Saturday, May 17, 2014

WHY POO?


The world always seems to tilt under my feet when I take my grandson Max out for the day. The last time it tilted was on a trip to our local library. Max was on the far side of the room and easy to spot. He was rambling about showing off his alligator shoes that lit up each time his feet hit the ground. They blinked so much I wondered how long the battery would last. Max also wore his best, favourite T shirt festooned with the monstrous open mouth of a great white shark with bloody teeth. He loved that gory shirt so much that he wore it to bed.

The library was calm but for the rattle of newspapers and the low hum of quiet conversation. But then, in a voice that made the windows shake,  everyone in the library was treated to Max, at top volume shouting, "Judy, Poo is coming!" Then frantically bellowing, "Judy, poo is coming fast!"

Leaping up to avert a disaster, Thomas(Max's favourite librarian), scrambled for his keys and hustled the two of us to the closest bathroom, the staff bathroom.. During the ensuing event while tottering on the toilet seat, Max looked contemplative and asked me ever so earnestly, "Judy, why poo?"

I bit my cheeks and tried not to laugh and dealt with the basics of digestion appropriate for a four year old little boy. We went "over the lips, past the gums, look out stomach, here it comes," and then I launched into the exciting and specific dynamics of bowel action. His reaction? "Oh." Question asked. Question answered. Check the zipper and we're off.

However, Max's question lingered in my mind. It's one that has bugged me for decades. Indeed, why poo? What good is poo? Why do some get more life poo to deal with than others?
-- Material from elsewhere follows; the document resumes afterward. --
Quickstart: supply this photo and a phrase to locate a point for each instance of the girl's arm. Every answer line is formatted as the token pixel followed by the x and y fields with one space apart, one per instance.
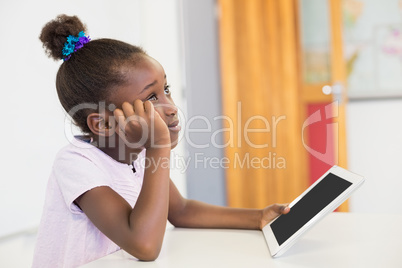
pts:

Even if you live in a deep cave, you can't avoid the tough and trying experiences that are an inevitable part of life. When adversity hits, some of us linger and stall. Our tragedies may kill us yet some of us thrive beyond surviving them and live life with a ferocity and newness that may not have emerged before.

Me? Ask me next week about my own poo quandaries and the answer might not be the same as the one I come up with right now. For today, poo is just the result of a good meal and an honest experience with a curious, trusting, dear little boy. Thank heavens Max didn't ask me about sex or, God forbid, Santa Clause.